Over time, I added web development. Returning to information security after being out of it was hard, and getting access to certain places is tough when you’re registered as a patient. I started learning web design and building unusual websites. I didn’t study 8–10 hours a day—started with half-hour sessions, then an hour a day. Gradually, I got side jobs. After a couple of years, I got pretty good and started making things that surprised people. Before I started writing about it, people didn’t believe I made my own portfolio.

During treatment, I developed a slight hand tremor from antipsychotics. Playing musical instruments—guitar and piano—helps with that. I’m not sure why, but it works. If I don’t play for a few days, the tremor gets worse. So I added an hour of music practice daily. Step by step, I wrote a flamenco guitar guidebook and started composing etudes—first short, then longer. If anyone’s interested, you can listen to synthesized recordings. I haven’t managed to record live yet, but I’ve published printed collections.

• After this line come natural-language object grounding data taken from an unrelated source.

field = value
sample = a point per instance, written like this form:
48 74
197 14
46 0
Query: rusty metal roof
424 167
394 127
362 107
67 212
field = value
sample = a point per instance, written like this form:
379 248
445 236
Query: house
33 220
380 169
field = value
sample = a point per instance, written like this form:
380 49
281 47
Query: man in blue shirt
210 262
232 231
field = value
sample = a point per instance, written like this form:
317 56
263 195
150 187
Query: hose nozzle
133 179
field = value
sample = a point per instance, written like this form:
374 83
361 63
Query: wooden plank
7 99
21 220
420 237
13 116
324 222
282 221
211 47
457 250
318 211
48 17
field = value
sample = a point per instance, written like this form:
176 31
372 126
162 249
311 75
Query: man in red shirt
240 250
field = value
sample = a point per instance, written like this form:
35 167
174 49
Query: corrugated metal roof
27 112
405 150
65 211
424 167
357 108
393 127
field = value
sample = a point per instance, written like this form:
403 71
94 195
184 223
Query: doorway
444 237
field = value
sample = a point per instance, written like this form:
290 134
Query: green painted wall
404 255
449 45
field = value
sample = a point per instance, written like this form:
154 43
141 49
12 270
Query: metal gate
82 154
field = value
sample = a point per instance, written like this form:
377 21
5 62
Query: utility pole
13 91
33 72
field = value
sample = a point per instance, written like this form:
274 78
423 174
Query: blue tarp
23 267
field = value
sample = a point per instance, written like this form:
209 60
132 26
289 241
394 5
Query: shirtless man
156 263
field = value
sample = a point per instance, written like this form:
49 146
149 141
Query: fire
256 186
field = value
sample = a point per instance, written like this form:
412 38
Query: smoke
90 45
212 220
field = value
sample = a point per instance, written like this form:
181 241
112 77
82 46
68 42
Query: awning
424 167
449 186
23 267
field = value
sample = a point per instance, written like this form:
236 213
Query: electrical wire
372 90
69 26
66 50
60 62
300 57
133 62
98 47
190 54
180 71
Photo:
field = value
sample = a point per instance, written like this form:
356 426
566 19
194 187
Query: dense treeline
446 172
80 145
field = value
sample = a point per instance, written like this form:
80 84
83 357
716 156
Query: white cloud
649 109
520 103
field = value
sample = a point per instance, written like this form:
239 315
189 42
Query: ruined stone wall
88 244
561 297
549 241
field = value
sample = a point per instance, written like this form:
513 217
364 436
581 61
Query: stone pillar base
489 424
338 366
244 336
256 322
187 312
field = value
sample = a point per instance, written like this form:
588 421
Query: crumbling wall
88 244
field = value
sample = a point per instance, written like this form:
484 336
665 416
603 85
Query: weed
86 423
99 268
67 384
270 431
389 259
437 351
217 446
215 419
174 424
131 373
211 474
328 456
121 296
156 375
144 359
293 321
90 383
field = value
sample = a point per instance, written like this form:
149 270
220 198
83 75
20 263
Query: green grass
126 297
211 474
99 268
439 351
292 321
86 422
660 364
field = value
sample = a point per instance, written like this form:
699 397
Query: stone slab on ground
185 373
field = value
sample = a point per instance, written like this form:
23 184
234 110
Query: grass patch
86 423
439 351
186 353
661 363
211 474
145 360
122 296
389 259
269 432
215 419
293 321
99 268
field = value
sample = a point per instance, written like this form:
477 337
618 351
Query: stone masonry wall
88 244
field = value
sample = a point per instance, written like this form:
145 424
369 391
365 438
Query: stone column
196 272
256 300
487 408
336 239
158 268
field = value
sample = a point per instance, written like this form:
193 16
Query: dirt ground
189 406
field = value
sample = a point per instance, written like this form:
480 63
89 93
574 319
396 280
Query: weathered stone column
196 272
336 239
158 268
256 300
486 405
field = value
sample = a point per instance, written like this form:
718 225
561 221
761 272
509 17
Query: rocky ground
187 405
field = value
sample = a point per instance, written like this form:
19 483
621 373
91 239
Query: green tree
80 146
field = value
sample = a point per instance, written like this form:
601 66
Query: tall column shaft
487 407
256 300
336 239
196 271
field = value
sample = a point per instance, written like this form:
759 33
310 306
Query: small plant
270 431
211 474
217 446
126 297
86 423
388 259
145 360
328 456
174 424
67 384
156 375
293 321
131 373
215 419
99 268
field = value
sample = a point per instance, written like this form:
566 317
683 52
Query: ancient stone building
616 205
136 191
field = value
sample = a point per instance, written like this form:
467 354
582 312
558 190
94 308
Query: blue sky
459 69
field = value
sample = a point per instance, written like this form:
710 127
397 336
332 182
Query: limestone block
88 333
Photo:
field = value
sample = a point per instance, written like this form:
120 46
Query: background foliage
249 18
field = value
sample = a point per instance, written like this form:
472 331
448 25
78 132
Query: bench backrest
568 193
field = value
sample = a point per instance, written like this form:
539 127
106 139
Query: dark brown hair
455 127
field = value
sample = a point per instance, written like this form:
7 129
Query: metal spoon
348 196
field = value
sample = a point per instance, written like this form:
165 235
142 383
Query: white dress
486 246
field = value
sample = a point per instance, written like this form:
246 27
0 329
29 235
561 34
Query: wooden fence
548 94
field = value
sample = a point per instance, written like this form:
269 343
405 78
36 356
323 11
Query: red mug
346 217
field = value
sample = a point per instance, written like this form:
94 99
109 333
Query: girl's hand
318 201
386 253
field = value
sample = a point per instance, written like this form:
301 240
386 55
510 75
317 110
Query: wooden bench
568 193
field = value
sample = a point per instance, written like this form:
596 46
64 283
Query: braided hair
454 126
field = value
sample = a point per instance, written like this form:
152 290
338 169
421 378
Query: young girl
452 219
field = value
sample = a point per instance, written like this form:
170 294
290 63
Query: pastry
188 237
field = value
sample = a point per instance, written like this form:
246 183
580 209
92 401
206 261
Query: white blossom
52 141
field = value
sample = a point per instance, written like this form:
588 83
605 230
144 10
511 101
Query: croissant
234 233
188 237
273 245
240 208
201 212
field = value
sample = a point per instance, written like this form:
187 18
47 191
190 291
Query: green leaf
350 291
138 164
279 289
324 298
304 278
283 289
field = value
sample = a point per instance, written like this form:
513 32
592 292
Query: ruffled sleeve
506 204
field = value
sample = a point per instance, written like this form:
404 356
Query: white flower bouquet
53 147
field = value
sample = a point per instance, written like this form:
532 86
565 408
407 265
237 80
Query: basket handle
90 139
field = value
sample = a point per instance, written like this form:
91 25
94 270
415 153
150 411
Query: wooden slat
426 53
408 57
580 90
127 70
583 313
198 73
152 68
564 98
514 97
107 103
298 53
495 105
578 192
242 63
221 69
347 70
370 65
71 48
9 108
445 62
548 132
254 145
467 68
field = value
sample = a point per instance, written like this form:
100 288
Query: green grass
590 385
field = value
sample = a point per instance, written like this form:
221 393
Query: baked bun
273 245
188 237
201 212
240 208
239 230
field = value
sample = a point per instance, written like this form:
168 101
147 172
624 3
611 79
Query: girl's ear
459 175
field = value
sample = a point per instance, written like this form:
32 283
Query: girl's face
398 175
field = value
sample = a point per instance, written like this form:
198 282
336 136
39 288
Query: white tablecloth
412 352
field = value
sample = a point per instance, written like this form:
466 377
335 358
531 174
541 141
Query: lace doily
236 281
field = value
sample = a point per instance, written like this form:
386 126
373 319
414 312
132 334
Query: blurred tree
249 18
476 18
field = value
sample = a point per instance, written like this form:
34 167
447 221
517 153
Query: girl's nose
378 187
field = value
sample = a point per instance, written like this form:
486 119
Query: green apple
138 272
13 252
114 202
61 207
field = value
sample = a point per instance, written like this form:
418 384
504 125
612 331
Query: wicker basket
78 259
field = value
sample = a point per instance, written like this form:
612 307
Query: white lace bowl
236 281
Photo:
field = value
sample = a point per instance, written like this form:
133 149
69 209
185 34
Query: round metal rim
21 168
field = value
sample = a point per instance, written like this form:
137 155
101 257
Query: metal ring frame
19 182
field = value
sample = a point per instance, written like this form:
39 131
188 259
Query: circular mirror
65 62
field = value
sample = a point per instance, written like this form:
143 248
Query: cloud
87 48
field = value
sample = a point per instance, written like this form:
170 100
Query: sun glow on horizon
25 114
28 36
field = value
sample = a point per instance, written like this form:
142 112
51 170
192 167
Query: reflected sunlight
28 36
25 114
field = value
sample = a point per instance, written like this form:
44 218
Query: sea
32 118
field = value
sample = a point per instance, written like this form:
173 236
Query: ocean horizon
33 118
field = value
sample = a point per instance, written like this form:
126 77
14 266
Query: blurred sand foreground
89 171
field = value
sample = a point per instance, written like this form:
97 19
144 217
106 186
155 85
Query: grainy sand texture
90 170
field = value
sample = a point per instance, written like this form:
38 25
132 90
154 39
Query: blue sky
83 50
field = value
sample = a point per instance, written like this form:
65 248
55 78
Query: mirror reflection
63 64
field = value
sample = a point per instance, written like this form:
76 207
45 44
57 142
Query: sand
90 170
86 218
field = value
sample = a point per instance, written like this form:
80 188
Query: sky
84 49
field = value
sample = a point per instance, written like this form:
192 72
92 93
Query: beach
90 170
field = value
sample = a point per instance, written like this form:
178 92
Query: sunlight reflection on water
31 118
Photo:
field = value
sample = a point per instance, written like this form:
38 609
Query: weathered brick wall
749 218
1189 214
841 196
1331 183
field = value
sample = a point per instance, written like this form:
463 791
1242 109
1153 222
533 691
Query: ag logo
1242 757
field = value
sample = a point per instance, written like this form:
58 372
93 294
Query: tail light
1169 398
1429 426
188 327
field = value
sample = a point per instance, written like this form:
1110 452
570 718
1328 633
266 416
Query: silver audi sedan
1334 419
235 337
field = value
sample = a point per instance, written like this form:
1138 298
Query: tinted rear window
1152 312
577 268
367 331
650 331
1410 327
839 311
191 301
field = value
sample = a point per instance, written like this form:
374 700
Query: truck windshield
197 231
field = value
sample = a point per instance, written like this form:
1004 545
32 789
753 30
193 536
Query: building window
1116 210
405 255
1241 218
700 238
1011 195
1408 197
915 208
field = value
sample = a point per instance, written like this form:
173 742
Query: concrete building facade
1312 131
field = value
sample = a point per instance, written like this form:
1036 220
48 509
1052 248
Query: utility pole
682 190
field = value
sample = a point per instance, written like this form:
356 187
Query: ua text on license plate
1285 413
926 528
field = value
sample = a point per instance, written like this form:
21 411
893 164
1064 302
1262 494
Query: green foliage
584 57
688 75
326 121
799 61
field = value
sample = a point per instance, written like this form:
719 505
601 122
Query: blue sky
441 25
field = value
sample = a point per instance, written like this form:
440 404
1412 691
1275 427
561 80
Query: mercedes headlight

The point is, even with serious problems, you can achieve something. Working an hour a day, you can slowly but surely make progress. I’m amazed when healthy people say they can’t achieve anything. You all can.

Conclusions?

I’m not sure what conclusions to draw. I hope someone found it interesting to read about what it’s like to live with this disorder. Maybe it will give someone hope that partial recovery is possible. In any case, draw your own conclusions.